We Need to Kill the Electoral College


Donald Trump in Wilkes Barre, Pennsylvania, on April 25, 2016. (AP Photo / Mel Evans)

The Electoral College is an abomination: an antidemocratic relic of the unconscionable compromises made during America’s founding that should never have been allowed to linger into the 21st century. Designed to thwart the will of the people on those occasions when the voters might favor a candidate with what Alexander Hamilton described as the “talents for low intrigue, and the little arts of popularity,” the Electoral College has evolved as a uniquely destructive barrier to the modern practice of democracy.

Hamilton and others imagined that an elite institution of electors would ensure “a constant probability of seeing the [presidency] filled by characters pre-eminent for ability and virtue.” While that statement may intrigue #NeverTrumpers seeking one last avenue for averting a reality-TV presidency, the Electoral College has never operated as a quality-assurance mechanism: Superior contenders have often been rejected by partisan electors.

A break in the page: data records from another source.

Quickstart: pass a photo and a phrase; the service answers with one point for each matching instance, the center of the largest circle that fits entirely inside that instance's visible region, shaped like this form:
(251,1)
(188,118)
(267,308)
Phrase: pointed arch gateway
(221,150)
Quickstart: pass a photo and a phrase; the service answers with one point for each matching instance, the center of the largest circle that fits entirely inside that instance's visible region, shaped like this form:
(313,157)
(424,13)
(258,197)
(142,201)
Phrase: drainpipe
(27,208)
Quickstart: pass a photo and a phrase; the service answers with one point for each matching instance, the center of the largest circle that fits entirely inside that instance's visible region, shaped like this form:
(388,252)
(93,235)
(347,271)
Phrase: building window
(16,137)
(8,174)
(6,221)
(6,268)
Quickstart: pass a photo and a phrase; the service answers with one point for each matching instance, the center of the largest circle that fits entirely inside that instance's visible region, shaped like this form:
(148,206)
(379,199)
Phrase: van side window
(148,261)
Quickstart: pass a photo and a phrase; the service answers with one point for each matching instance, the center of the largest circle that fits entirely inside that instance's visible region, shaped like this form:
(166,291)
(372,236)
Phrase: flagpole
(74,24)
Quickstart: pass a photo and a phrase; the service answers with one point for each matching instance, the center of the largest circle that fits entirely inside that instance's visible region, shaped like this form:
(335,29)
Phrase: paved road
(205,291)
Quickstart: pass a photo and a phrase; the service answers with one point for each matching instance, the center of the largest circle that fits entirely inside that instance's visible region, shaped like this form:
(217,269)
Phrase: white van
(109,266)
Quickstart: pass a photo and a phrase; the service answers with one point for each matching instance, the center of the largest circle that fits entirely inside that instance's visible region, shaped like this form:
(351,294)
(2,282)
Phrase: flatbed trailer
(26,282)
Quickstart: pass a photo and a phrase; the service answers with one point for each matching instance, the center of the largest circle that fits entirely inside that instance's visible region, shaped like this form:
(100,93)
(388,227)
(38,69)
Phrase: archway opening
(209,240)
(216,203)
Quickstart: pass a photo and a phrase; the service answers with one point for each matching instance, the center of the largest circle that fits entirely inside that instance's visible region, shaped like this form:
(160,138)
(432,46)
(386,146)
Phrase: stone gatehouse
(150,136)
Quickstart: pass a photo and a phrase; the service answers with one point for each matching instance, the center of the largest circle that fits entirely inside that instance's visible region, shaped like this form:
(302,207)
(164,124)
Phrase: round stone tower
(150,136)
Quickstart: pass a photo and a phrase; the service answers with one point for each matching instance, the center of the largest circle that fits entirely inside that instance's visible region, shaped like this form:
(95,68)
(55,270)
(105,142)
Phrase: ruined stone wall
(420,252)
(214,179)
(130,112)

Nor does it function in any way as an egalitarian institution, given its nsychant for overturning the popular will. If this foul remnant of 18th-century oligarchy (and the fears of Southern politicians that democracy might undermine the power of slave states) isn’t abolished or, at the very least, constrained, there is good reason to believe the College will continue to do so with greater frequency in the years to come.

This is no idle threat. For the second time in 16 years, the winner of the national popular vote will be denied the presidency by an institution that rejects the basic premise used to elect everyone from members of local school boards to members of Congress. This year’s rejection is epic in scope and nature: If it was objectionable that George W. Bush became president despite being defeated by Al Gore in 2000 by a margin of 543,895 votes, then it should be considered outrageous that Donald Trump will assume the presidency despite losing to Hillary Clinton by at least 
2.2 million votes—and claim a mandate, along with his Republican allies, to radically change America.

Clinton’s popular-vote lead is greater than those that put John Kennedy, Richard Nixon, Jimmy Carter, and, of course, George W. Bush in the White House. But Clinton’s victory is rendered meaningless by an institution that Trump himself once identified as “a disaster for democracy.”

Under the College’s flawed calculus, a candidate who is beaten convincingly in the national popular vote can still prevail with narrow wins in a handful of competitive states. In Michigan, for example, Trump led Clinton by less than 11,000 votes out of 4.8 million cast, and yet he received all 16 of the state’s electoral votes. And here’s the truly frustrating reality: Different states have different systems for casting, counting, and recounting votes. Without an absolute guarantee of voting rights and an assurance that votes are cast and counted according to a single national standard, the electoral pathologies of individual states will continue to warp the Electoral College in ways that define the race for the presidency.